Uta Barth
[Photographer, b. 1958, Berlin, lives in Los Angeles.]

 Everything is pointing to one’s own activity of looking, to an awareness and sort of hyper-consciousness of visual perception. The only way I know how to invite this experience is by removing the other things (i.e., subject matter) for you to think about. 

Barbara Kasten
[Photographer, b. 1936, Chicago, Illinois, lives in Chicago.]

 I am asking the question “can a photograph be an abstraction?” simply because it seemed almost impossible. A camera has to have something to record... Can I make a photograph that is based in something that is not tangible? 

Paul Strand
[Photographer, b. 1890, New York, d. 1976, Oregeval, France.]

 All good art is abstract in its structure. 

Edward Weston
[Photographer, b. 1886, Highland Park, Illinois, d. 1958, Wildcat Hill, California.]

 I shall let no chance pass to record interesting abstractions, but I feel definite in my belief that the approach to photography is through realism—and its most difficult approach. (1924) 

Annette Messager
[Artist, b. 1943, Berck-sur-Mer, France, lives in Paris.]

 I never take a picture of a face because a face is somebody, an arm is not recognizable as somebody. When you take a photograph of someone’s face, it identifies it as somebody, but if you take just a fragment, it’s everybody. It’s not one person. 

Robert Irwin
[Artist, b. 1928, Long Beach, California, lives in San Diego, California.]

 No artist worth their salt has ever made their work really abstract. All wanted to make it as real as possible. So the question is what do we mean by reality? 

William Eggleston
[Photographer, b. 1939, Memphis, Tennessee, lives in Memphis.]
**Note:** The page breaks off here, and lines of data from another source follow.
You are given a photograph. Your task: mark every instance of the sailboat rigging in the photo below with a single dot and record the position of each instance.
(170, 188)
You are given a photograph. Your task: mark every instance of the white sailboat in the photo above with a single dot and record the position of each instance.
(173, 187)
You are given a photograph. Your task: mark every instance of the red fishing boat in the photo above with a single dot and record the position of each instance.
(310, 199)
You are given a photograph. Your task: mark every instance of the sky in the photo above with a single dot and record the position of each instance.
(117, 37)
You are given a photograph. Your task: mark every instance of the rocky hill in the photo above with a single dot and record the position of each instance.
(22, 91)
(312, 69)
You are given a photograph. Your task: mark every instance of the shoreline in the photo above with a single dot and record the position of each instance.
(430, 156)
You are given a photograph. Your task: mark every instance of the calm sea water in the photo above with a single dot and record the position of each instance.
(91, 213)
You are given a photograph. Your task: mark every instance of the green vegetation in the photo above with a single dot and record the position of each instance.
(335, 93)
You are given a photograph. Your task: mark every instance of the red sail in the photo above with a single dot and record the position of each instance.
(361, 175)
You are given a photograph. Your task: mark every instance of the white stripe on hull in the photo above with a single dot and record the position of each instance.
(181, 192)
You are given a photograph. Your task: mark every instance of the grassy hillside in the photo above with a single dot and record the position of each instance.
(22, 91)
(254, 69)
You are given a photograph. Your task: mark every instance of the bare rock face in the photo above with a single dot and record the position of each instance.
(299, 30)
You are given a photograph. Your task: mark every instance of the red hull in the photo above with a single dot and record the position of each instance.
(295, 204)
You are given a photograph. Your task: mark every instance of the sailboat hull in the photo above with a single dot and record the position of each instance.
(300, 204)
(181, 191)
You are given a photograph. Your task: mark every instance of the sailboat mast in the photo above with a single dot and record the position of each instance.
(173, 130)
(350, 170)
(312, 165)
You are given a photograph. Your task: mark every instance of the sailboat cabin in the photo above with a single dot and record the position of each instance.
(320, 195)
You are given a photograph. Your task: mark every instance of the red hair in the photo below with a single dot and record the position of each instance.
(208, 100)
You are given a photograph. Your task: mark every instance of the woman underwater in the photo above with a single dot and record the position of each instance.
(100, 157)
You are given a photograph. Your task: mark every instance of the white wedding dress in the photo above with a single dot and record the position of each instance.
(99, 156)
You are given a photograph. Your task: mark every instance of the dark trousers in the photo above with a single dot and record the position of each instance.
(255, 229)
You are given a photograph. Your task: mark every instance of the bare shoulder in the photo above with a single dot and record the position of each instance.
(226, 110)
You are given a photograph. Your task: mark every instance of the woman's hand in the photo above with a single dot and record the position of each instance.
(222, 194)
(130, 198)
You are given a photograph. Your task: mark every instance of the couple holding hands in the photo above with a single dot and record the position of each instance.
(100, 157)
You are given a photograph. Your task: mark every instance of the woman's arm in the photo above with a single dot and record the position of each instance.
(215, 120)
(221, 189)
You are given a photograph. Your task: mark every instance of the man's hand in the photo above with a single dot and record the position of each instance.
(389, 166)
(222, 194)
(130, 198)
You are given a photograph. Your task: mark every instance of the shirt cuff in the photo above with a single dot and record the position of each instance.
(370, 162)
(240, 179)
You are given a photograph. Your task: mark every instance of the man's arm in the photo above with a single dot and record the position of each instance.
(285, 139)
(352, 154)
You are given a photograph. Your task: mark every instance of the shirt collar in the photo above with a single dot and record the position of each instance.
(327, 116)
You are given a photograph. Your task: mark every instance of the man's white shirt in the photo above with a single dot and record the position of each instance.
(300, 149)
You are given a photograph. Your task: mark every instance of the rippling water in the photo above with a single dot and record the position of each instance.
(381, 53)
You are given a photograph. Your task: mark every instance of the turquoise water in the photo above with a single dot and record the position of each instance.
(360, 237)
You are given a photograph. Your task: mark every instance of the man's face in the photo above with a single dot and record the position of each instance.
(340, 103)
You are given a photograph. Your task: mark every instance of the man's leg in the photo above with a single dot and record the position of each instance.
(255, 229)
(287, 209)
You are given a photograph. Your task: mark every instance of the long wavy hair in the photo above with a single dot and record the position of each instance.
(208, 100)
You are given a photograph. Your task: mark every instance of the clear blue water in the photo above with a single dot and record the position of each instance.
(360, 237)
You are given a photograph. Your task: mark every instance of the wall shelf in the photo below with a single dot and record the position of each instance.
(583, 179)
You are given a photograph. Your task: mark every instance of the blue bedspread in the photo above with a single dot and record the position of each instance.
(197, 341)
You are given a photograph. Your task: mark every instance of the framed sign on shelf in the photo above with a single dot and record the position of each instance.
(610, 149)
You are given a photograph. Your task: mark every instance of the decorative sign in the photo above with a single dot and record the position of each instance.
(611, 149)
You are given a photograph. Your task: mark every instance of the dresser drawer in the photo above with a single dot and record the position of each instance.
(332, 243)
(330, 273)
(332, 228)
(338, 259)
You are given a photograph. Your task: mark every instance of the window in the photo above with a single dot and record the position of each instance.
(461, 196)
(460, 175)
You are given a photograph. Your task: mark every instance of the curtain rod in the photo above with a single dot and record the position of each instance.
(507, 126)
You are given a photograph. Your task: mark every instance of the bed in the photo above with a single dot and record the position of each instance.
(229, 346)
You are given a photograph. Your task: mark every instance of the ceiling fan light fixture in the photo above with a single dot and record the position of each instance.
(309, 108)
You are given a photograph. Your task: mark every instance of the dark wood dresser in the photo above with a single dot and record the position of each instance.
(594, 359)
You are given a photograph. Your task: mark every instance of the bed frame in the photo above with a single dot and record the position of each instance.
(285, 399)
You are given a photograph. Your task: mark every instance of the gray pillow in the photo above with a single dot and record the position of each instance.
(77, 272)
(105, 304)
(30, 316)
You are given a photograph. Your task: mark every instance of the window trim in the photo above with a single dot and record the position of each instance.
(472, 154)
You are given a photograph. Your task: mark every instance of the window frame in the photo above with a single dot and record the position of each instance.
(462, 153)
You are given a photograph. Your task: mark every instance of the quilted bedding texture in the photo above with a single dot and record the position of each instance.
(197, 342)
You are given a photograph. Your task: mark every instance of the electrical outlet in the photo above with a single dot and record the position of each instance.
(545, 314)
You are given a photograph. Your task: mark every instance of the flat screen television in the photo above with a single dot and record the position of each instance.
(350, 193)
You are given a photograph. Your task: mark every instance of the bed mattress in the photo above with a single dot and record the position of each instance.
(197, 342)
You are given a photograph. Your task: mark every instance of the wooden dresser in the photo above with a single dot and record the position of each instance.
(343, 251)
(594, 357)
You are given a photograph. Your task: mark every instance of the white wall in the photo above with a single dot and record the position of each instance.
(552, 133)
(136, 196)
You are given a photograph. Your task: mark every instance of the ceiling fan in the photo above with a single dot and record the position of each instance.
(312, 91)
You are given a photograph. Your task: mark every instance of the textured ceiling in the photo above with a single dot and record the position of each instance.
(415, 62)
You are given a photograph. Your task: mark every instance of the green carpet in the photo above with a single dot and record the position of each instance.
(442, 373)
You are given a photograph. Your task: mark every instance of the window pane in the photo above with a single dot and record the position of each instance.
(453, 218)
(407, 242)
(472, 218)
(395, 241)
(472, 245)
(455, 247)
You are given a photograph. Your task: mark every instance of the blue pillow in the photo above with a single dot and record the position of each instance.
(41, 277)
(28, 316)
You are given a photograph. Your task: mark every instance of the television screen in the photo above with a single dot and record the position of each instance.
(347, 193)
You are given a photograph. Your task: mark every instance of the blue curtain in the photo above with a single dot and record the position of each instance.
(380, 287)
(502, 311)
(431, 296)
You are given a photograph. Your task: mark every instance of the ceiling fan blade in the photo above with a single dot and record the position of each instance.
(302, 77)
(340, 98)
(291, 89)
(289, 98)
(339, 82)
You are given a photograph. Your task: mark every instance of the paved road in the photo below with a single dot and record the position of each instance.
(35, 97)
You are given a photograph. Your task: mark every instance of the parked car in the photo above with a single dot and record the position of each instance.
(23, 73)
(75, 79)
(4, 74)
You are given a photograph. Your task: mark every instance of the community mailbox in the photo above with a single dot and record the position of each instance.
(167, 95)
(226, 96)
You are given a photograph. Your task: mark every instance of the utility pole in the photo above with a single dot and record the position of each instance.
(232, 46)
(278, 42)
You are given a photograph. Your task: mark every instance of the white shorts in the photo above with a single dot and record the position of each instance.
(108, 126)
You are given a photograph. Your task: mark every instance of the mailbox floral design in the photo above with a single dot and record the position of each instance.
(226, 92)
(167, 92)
 I’ve always assumed that the abstract qualities of [my] photographs are obvious. For instance, I can turn them upside down and they’re still interesting to me as pictures. If you turn a picture that’s not well organized upside down, it won’t work. 

Tristan Tzara (Sami Rosenstock)
[Writer and artist, b. 1896, Moineti, Bacu, Romania, d. 1963, Paris.]

 Is it a spiral of water in the tragic gleam of a revolver, an egg, a glistening arc or the floodgate of reason, a keen ear attuned to a mineral hiss, or a turbine of algebraic formulas? (On Man Ray’s first photograms, 1921.)